Results: Fever and moderate or severe irritability were uncommon following the fifth dose of DTaP vaccine and were generally less frequent than following the fourth dose. However, for the DTaP vaccine groups, redness, swelling, and pain increased in prevalence compared with the fourth dose. The time course and frequency of reactions following DTaP vaccination were generally similar in children who received the same DTaP, a different DTaP, or DTwP for previous doses in the 5- dose series. No significant differences among the DTaP vaccines were detected in the occurrence of reactions, but the statistical power to detect differences was limited by sample size. Significant increases in antibodies directed against the included antigens were observed for all DTaP vaccines in paired pre- and post-fifth dose sera. Post-fifth dose antibody concentrations differed significantly among the DTaP vaccines. Some children in the study showed an antibody response to an antigen not reported to be in the DTaP vaccine.
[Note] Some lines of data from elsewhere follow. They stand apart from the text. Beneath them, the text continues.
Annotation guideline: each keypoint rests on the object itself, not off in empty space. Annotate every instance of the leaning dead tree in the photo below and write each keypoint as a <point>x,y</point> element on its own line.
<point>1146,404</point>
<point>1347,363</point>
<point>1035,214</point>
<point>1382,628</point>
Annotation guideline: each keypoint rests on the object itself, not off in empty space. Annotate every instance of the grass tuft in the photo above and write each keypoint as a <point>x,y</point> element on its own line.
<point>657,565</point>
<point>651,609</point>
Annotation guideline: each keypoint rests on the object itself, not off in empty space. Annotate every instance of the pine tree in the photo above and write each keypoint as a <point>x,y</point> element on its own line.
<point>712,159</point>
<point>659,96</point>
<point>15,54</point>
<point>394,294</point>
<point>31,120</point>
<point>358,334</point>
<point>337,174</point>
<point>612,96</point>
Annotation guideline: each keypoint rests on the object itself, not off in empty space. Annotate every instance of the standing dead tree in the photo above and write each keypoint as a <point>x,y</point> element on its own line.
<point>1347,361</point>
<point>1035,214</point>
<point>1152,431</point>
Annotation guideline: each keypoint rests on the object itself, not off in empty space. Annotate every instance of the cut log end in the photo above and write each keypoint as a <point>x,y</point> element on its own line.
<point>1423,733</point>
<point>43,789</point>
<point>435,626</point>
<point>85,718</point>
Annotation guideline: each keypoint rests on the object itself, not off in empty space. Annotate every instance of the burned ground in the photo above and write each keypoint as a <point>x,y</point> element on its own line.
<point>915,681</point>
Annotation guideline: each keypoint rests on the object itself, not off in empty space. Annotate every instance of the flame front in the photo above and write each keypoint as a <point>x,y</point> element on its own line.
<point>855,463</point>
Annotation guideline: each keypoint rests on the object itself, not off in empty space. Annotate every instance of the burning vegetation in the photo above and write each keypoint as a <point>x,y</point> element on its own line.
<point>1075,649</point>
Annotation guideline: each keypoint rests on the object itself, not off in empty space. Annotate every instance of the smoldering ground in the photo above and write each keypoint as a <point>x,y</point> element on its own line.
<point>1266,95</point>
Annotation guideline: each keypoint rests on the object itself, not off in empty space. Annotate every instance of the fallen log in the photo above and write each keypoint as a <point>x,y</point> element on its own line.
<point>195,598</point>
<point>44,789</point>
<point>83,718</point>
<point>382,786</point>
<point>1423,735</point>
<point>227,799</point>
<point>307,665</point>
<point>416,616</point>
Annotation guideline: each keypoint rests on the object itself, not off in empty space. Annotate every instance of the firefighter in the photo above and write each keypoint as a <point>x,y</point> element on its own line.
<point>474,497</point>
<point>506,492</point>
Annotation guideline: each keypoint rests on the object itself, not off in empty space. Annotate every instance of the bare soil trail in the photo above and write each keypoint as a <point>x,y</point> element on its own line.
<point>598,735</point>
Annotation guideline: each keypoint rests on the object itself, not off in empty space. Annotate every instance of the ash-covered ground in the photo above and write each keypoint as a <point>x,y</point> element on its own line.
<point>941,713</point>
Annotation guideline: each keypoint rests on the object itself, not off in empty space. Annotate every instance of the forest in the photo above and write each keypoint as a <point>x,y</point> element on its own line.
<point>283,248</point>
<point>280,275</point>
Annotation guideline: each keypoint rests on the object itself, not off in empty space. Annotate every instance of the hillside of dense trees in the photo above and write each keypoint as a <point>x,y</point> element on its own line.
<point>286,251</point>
Conclusion: All the studied DTaP vaccines performed similarly with regard to reactions, whether given as a fifth sequential dose of the same vaccine, a mix of different DTaP vaccines in the 5-dose sequence, or after 3 DTwP and 1 DTaP vaccinations. Large injection site reactions occurred more frequently after the fifth dose of DTaP than after the previous 4 doses. A fifth dose of all DTaP vaccines induced an antibody response to those antigens contained in the vaccine. No DTaP was consistently most or least reactogenic or immunogenic.